Re: Only Text Input and Intention Events

There are two separate topics discussed in this thread.

If you can't set the caret to a specific position by API, it's a bug
in browser. Please file bugs to browser vendors. I'd be curious to
know Blink bugs. I think it'd be great to share the bug number on this
ML unless someone thinks it's a noise.

Regarding the cursor movements by cursor keys, it's a separate topic.
I think it should follow the discussion of ENTER key; they're intents,
not 'inserting characters'.

I think there are 3 ways to answer to the Johanes's question:

1. Create a spec of a list of default handlers browsers handle. Cursor
movement is included, and the spec defines the behavior in details
enough to assure interoperability.

2. Define cursor movements very loosely.

3. Do not define cursor movements at all.
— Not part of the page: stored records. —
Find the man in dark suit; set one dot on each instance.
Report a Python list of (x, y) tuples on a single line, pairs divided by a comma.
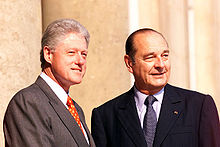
[(152, 112), (41, 115)]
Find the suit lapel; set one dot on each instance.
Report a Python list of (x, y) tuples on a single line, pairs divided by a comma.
[(171, 109), (63, 113), (82, 118), (128, 116)]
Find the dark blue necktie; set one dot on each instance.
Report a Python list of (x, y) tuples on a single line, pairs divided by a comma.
[(150, 121)]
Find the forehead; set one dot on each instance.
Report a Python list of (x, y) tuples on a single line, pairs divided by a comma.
[(73, 40), (149, 42)]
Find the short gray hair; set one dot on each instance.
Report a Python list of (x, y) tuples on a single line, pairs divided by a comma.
[(57, 30)]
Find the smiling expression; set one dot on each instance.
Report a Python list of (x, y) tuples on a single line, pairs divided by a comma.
[(68, 61), (151, 67)]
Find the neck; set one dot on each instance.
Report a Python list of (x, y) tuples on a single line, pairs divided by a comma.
[(50, 74), (148, 91)]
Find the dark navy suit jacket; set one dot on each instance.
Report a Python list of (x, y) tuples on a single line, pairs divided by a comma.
[(187, 119)]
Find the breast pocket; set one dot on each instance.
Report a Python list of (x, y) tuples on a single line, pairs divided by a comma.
[(179, 137)]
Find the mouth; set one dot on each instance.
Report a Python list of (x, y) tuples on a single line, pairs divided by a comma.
[(76, 69), (158, 74)]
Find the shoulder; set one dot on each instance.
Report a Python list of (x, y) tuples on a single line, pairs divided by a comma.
[(189, 95), (30, 95), (118, 101)]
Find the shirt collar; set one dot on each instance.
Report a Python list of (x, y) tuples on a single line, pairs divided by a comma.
[(140, 97), (57, 89)]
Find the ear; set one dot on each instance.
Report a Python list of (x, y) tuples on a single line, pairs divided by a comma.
[(47, 54), (128, 63)]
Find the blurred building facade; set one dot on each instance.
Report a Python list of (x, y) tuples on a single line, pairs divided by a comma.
[(192, 28)]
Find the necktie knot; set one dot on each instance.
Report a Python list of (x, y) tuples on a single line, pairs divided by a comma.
[(73, 111), (69, 101), (150, 100)]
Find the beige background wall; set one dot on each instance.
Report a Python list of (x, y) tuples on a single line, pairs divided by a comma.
[(193, 39)]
What Johannes wanted is #1, but I don't think it's the right way to
go. Cursor movements is a quite complex task as Johannes pointed out,
and writing a spec to assure interoperability for that would be a
quite big task that'd take very long. Also, editors might want
different behavior depends on situation, so the spec is likely to be a
common denominator, which a good editor library would not want to use.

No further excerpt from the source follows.